02.02.2014

Zu Besuch an zwei Standorten des Bundesamtes für Seeschifffahrt und Hydrographie ...


"Weg sollen sie, die schwierigen Kunden!", soweit sind sich die Mitarbeiter aus dem Personalbereich einig. Über das "WIE" herrschte weniger Klarheit. Was macht ihn aus, den schwierigen Gesprächspartner? WANN kommt uns diese Zuschreibung in den Sinn, und vor allem WARUM?! 
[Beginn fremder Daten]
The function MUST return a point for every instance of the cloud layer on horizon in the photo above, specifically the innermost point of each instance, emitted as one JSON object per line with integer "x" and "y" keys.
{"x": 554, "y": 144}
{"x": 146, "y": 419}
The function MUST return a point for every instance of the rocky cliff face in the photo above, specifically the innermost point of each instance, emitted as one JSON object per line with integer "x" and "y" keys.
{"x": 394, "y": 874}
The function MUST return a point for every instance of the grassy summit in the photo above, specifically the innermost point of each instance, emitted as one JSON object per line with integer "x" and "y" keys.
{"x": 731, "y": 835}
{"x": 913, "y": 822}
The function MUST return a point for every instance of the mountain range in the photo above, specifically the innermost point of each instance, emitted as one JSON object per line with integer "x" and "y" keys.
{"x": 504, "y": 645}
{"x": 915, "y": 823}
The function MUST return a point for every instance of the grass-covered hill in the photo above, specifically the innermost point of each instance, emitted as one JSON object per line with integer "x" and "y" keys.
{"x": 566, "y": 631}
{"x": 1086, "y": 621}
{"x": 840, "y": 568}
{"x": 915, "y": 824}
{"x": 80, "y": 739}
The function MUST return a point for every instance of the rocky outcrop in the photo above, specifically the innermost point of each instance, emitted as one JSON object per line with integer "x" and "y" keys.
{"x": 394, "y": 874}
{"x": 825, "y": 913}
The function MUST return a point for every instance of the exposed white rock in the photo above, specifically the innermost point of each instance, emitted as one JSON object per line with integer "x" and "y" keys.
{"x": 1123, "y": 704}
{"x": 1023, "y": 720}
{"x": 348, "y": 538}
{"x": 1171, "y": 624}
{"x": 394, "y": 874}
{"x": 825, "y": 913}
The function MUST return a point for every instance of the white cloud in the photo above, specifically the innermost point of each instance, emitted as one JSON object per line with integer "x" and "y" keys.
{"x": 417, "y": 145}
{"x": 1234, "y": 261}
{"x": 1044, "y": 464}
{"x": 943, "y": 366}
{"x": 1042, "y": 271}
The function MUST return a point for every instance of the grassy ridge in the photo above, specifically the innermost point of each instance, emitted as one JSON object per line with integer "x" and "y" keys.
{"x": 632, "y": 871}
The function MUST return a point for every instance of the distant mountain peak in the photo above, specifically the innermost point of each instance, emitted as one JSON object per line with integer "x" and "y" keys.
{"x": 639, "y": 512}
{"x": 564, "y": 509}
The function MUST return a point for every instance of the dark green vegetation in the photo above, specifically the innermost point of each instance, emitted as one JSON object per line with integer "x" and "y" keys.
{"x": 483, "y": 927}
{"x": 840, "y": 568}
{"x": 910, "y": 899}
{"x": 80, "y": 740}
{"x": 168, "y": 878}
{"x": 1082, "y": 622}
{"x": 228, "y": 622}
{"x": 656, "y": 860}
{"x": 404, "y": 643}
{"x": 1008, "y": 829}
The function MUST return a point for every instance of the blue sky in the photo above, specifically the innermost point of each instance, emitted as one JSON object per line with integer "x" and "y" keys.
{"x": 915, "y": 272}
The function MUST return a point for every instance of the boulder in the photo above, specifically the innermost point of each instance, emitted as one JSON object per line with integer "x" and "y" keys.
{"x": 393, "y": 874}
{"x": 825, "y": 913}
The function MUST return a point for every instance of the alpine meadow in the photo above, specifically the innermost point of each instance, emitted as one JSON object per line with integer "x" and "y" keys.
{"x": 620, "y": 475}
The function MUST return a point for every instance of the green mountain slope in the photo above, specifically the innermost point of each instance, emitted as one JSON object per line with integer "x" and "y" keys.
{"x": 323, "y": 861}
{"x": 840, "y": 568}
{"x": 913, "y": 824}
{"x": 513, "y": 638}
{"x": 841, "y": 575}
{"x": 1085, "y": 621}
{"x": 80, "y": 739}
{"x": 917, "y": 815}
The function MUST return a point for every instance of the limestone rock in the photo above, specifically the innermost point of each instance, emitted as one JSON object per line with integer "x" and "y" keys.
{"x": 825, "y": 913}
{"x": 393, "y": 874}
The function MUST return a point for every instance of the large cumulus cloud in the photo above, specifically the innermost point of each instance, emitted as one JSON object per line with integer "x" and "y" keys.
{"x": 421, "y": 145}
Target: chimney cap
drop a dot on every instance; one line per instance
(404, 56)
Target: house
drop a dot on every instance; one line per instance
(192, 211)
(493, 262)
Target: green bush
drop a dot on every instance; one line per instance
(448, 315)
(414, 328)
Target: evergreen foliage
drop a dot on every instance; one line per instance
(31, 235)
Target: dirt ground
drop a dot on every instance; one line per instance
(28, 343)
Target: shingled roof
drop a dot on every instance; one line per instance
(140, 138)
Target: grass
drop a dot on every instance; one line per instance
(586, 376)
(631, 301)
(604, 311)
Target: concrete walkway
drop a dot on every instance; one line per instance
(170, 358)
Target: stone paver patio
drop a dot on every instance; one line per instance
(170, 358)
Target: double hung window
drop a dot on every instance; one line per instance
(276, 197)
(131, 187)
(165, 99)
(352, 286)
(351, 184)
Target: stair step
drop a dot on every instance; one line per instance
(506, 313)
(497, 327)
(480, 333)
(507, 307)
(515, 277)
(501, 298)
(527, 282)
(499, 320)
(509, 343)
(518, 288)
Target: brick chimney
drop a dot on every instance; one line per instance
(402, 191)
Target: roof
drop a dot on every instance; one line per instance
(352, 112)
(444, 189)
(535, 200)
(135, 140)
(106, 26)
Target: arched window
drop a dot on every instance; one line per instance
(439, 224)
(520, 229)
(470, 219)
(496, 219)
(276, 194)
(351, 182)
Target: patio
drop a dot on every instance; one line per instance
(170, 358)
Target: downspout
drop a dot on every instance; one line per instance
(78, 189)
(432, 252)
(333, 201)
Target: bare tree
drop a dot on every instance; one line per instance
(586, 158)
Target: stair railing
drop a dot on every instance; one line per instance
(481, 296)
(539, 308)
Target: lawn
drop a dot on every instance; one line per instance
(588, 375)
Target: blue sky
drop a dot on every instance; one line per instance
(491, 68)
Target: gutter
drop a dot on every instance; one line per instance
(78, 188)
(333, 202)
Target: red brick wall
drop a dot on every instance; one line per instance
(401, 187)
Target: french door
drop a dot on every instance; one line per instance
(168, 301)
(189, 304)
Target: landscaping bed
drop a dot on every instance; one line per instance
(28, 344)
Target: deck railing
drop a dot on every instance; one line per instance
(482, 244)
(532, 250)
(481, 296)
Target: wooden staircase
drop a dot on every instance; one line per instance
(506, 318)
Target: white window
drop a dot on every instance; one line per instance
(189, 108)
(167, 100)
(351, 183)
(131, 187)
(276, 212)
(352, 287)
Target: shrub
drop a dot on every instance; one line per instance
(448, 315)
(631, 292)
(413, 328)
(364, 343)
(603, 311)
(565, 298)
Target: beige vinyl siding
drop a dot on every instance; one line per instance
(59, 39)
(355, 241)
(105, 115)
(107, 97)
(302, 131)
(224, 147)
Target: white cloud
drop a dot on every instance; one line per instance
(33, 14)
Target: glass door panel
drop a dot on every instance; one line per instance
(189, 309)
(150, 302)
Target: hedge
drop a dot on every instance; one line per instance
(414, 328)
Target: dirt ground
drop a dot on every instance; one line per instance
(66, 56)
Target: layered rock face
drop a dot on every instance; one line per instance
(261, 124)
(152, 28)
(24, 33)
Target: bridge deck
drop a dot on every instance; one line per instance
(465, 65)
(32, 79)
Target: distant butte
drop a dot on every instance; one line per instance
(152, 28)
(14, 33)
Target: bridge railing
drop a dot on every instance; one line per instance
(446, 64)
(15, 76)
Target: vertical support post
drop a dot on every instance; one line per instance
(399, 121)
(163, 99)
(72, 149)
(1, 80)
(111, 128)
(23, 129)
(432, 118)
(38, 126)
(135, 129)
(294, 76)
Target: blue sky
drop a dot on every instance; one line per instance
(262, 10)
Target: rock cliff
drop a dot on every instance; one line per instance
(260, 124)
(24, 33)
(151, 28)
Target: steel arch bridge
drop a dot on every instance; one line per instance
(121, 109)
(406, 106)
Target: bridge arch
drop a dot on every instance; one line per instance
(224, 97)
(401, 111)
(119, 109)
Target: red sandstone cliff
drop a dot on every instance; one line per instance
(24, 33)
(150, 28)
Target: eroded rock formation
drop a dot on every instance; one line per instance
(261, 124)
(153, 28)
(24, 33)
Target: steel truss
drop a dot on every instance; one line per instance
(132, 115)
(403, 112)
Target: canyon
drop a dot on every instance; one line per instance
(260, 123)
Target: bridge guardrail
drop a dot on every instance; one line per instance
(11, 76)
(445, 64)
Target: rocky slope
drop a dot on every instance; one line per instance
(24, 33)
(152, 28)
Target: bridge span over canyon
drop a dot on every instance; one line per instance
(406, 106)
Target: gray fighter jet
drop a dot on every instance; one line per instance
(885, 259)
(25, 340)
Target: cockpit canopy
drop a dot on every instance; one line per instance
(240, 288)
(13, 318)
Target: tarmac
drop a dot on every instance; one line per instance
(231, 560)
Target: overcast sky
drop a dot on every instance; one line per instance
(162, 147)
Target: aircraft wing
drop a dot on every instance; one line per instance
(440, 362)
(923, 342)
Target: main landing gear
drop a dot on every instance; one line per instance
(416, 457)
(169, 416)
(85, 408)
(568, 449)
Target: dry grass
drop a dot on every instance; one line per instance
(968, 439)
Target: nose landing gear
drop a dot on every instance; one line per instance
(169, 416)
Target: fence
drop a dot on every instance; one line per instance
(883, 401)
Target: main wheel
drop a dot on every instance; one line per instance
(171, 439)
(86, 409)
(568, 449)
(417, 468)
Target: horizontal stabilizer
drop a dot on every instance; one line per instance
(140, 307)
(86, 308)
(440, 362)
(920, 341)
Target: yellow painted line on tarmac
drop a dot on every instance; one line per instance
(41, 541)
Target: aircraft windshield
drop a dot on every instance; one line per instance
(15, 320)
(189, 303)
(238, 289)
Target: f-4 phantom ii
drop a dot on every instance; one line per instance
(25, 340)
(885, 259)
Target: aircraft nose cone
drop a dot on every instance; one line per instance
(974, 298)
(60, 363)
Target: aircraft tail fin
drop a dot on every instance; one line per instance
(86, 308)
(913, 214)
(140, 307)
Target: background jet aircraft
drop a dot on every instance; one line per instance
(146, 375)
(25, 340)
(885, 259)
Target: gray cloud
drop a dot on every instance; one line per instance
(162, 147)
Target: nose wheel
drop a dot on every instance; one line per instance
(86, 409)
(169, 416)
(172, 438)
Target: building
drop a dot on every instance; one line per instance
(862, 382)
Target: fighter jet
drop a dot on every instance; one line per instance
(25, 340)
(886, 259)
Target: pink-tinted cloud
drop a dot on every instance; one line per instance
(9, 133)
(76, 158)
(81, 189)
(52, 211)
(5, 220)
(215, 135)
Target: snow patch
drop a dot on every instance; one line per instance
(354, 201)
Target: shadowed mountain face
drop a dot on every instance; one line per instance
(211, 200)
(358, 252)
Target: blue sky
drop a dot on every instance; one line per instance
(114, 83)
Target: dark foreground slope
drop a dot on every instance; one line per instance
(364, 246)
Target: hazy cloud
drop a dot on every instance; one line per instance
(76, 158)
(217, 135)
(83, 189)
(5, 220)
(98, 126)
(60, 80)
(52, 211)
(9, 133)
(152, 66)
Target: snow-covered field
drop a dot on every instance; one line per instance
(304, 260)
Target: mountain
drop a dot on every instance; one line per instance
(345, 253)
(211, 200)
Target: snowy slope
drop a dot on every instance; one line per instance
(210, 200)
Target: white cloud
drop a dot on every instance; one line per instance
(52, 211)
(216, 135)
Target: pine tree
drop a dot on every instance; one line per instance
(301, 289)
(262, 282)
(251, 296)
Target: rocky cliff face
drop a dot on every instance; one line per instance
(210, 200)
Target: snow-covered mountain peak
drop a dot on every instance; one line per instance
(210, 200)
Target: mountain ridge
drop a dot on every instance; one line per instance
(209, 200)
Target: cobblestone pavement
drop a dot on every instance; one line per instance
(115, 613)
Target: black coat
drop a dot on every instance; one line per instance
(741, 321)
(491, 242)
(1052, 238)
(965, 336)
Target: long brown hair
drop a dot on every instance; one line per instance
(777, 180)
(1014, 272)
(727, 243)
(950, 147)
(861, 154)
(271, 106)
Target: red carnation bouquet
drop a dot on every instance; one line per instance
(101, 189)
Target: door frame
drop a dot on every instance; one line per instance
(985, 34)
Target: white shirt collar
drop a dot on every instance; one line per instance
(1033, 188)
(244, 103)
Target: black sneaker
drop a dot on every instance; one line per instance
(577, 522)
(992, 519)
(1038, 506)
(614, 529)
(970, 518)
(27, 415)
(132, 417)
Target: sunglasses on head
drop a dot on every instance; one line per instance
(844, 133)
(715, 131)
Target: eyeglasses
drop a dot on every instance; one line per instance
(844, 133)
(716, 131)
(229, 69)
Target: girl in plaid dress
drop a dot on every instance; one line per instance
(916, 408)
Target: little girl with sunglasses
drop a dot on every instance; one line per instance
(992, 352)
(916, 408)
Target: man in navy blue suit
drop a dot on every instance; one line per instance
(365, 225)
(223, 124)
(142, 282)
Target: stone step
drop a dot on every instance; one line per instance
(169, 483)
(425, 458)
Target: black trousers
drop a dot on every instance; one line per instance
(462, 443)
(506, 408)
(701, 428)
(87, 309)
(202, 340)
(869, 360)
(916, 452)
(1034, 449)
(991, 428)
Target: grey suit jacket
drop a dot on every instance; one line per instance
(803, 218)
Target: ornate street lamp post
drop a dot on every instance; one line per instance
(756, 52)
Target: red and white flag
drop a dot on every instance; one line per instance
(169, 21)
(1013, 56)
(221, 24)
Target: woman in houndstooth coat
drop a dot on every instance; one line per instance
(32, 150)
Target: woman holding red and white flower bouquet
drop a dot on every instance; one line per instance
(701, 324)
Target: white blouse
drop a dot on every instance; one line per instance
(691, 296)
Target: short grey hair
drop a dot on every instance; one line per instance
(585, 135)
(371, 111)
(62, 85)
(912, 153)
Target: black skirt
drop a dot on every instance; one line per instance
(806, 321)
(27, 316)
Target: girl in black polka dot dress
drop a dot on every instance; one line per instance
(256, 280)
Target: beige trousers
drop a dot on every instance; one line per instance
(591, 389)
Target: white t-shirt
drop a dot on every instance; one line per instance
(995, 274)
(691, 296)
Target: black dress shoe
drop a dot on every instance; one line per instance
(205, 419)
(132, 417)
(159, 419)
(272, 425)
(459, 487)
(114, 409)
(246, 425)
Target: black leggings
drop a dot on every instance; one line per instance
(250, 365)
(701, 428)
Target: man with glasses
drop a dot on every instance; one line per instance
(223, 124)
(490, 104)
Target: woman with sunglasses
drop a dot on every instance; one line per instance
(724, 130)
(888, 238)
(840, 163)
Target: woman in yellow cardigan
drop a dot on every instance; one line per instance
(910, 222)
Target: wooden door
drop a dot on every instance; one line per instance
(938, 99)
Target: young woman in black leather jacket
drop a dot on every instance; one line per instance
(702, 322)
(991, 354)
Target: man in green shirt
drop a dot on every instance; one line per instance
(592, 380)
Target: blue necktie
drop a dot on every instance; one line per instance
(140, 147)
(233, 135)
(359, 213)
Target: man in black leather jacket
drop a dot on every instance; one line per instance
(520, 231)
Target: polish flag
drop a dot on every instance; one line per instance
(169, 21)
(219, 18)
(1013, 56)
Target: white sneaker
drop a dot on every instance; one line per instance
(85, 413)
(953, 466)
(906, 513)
Bei meinen eintägigen Besuchen in Rostock und Hamburg waren es genau solche Fragen, die uns umtrieben. Zu behaupten, wir hätten direkte Antworten gefunden, wäre Torheit, Augenwischerei und dazu noch der mir fern liegende Ansatz der einen WAHRHEIT. Schnell hatte ich bei der Ablehnung eines solchen Vorgehens Fürsprecher. Genähert haben wir uns aber verschiedenen Werkzeugen, die uns in Zukunft dabei helfen können, die Kunden quasi zu 'richten', mehr noch: Die Situationen ein Stück weit zu 'reparieren' - ohne die Schuldfrage am Geschehen weiterhin im (versehentlichen) Mittelpunkt der Betrachtung zu behalten.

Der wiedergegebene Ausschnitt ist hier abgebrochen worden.